服を作る仕事「ファッション」は天然資源とエネルギーを大量に使用する産業だ。学部の衣類学科時代から一貫してファッションを学業としてきたマ・ジンジュの著書『明日の服』によると、ジーンズ1着に7千リットルの水が使用される。毎年1千億着の服が生産され、2.6tトラック1台分が毎秒捨てられて焼却される。世界中の航空輸送や海上輸送の炭素排出量よりもファッションの排出量の方が多い。この時代の服はそれゆえ、プラスチックと変わるところがない。技術とインフラ、大資本が結び付いて巨大産業化しているのだ。
プラスチックに対する解決策のように、服も生産、消費、廃棄を減らさなければならない。
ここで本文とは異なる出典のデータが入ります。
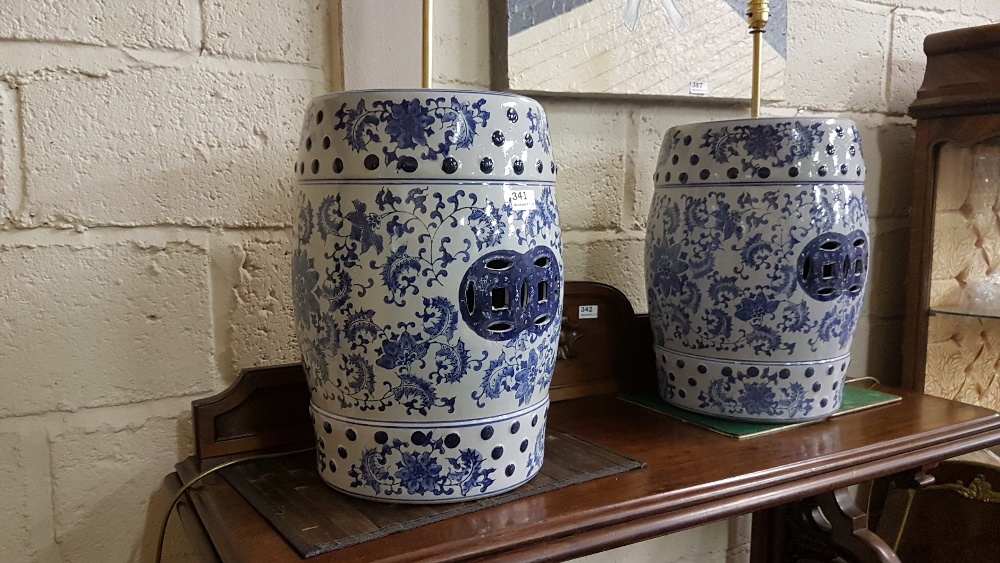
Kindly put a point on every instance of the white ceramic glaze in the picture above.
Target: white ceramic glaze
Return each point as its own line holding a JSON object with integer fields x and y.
{"x": 756, "y": 263}
{"x": 428, "y": 289}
しかし、解決策はそれほど単純ではない。プラスチックと同様、服も人類の生活・行動様式と密接に結び付いているからだ。そのため米国のカリフォルニア美術大学(CCA)などでは、すべての在学生に倫理学、環境科学、人類学などを受講させ、ファッションの持続可能性を探求させる。
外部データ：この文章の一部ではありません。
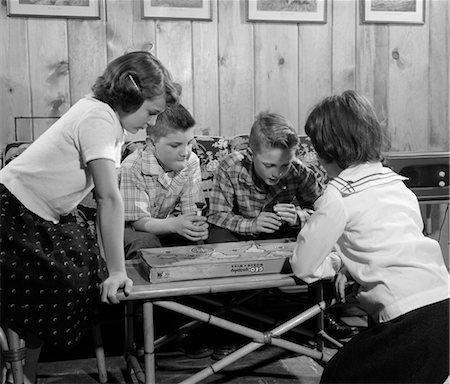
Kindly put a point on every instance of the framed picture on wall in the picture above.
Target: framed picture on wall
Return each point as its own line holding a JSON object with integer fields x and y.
{"x": 394, "y": 11}
{"x": 177, "y": 9}
{"x": 294, "y": 11}
{"x": 54, "y": 8}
本書で紹介されている「メイク・ドゥ・アンド・メンド」(作って直して着る)も興味深い。第2次世界大戦時に英国情報部が発行したパンフレットで、戦争期間中にアパレル産業が軍服と軍需品の製造業へと転換したことで衣服が不足したことを受け、政府が服のリサイクル方法を提供したものだ。男性の服を女性の服に変えたり、カーテンをドレスにしたり、古いシーツを下着にしたり。パンフレットは今も再出版されている。
筆者も述べているように、「ファッションはそもそも、持続可能性との共存が難しいという運命を背負っている」が、隙間からくみ出した倫理的な苦悩が強調される。ファッション業界の従事者としての著者の個人的な体験と苦悩が語られていないことが惜しまれる。